The project will also aim at studying the transferability of the AGRAL cermet to the hydrogen and fuel cell application. Indeed its properties are interesting to increase the durability of the solid oxide fuel cells and electrolysis cells (SOFC/SOEC). For SOEC, the core of the technology is the stack of the electrolysis cells separated by interconnect plates which should present very high properties against corrosion.
The project will also aim at transferring the AGRAL cermet material to hydrogen and fuel cells application and particularly for hydrogen production by High Temperature Electrolysis (HTE) working at 700-900°C. Hydrogen production by HTE of steam stands as a sustainable solution, provided it is driven by carbon-free energy. HTE is a highly promising hydrogen production process which could meet a rising demand for hydrogen.
A HTE electrolyser is composed of a stack of several single repeat units (SRU). The electrochemical cell comprises of three ceramic layers: anode, electrolyte and cathode, the interconnect plates separate the different SRUs.
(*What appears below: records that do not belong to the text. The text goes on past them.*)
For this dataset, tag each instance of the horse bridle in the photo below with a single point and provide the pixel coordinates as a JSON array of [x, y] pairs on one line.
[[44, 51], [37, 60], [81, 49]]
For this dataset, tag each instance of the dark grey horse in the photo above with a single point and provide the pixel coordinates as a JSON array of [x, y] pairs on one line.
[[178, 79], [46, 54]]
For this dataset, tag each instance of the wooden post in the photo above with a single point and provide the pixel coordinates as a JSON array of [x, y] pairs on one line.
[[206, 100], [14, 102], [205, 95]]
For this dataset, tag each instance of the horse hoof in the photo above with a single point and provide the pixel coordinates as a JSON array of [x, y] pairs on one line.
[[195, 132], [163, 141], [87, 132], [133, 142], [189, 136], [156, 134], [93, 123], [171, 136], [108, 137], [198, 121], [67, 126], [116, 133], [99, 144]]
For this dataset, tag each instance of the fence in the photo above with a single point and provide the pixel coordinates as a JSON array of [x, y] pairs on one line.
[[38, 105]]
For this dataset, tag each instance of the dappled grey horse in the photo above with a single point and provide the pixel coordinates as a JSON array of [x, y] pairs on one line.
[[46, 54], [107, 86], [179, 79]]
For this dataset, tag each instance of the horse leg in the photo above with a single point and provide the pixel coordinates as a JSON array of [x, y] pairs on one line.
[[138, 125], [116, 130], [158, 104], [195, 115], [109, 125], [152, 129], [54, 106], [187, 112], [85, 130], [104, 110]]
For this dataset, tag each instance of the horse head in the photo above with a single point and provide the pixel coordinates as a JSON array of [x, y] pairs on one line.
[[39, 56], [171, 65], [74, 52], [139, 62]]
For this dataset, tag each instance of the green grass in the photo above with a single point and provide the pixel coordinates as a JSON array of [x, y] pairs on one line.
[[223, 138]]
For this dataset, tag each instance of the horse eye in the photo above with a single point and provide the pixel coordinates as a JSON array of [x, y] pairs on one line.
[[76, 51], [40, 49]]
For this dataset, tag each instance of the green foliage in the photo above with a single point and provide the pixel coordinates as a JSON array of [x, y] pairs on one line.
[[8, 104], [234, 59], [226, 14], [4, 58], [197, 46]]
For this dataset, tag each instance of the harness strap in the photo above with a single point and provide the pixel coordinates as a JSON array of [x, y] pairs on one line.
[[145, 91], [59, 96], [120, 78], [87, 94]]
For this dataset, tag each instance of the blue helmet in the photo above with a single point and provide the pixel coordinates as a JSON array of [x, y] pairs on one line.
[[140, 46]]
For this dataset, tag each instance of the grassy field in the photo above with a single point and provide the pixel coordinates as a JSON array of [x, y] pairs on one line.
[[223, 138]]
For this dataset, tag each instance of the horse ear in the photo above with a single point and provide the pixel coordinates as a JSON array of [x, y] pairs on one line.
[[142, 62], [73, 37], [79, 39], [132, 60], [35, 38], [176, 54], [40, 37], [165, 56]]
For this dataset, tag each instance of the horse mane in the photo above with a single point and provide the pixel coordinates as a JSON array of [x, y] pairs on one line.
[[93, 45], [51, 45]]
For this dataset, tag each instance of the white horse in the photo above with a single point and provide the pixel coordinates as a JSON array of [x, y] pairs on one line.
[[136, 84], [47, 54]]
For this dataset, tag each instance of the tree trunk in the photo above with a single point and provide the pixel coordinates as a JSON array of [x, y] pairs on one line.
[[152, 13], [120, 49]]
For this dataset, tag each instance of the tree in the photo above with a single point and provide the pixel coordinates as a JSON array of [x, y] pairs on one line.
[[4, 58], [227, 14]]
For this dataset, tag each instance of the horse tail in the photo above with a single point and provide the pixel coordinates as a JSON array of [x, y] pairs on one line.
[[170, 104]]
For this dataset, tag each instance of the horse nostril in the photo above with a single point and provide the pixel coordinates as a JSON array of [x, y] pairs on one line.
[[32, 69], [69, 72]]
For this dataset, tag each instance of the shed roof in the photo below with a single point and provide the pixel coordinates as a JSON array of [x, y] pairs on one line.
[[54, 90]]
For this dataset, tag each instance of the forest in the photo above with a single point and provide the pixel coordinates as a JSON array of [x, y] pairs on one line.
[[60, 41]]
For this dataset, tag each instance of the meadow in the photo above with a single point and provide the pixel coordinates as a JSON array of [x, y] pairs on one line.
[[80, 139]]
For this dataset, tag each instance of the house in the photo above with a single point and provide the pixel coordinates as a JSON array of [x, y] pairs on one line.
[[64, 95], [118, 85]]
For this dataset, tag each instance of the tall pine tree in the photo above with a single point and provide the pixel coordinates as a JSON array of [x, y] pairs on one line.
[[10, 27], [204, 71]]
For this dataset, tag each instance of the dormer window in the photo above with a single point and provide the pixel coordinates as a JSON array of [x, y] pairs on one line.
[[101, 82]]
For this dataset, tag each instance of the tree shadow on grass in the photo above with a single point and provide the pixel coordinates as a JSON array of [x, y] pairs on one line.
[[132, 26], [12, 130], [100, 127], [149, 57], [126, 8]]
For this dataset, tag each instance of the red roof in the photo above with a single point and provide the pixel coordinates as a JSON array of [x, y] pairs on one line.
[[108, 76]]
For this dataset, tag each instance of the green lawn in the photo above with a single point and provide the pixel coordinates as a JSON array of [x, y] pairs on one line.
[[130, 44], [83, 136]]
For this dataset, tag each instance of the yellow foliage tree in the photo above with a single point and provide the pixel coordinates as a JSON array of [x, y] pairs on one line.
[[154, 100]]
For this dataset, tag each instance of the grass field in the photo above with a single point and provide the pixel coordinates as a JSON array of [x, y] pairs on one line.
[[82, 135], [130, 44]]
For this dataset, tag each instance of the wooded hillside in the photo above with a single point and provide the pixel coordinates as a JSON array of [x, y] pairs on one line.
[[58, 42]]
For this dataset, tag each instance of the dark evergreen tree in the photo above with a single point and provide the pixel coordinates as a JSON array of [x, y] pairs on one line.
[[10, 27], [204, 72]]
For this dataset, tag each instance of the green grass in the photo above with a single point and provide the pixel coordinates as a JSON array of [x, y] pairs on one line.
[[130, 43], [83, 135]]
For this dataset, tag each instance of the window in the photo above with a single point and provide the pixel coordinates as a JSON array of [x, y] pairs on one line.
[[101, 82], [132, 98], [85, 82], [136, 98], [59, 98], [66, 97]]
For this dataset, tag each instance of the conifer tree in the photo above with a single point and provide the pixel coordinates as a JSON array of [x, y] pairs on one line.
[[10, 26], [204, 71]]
Schematic of a single repeat unit in a planar-technology HTE electrolyzer, showing details of the electrochemical reactions involved. In blue, the interconnect plates, followed by the tree ceramic layers, host to the chemical reaction (yellow, green, pink).
For this application, the objective is to develop a technology that enables to obtain the AGRAL cermet coating so that it could be deposited on the interconnect plate in order to ensure a durability of 40 000h.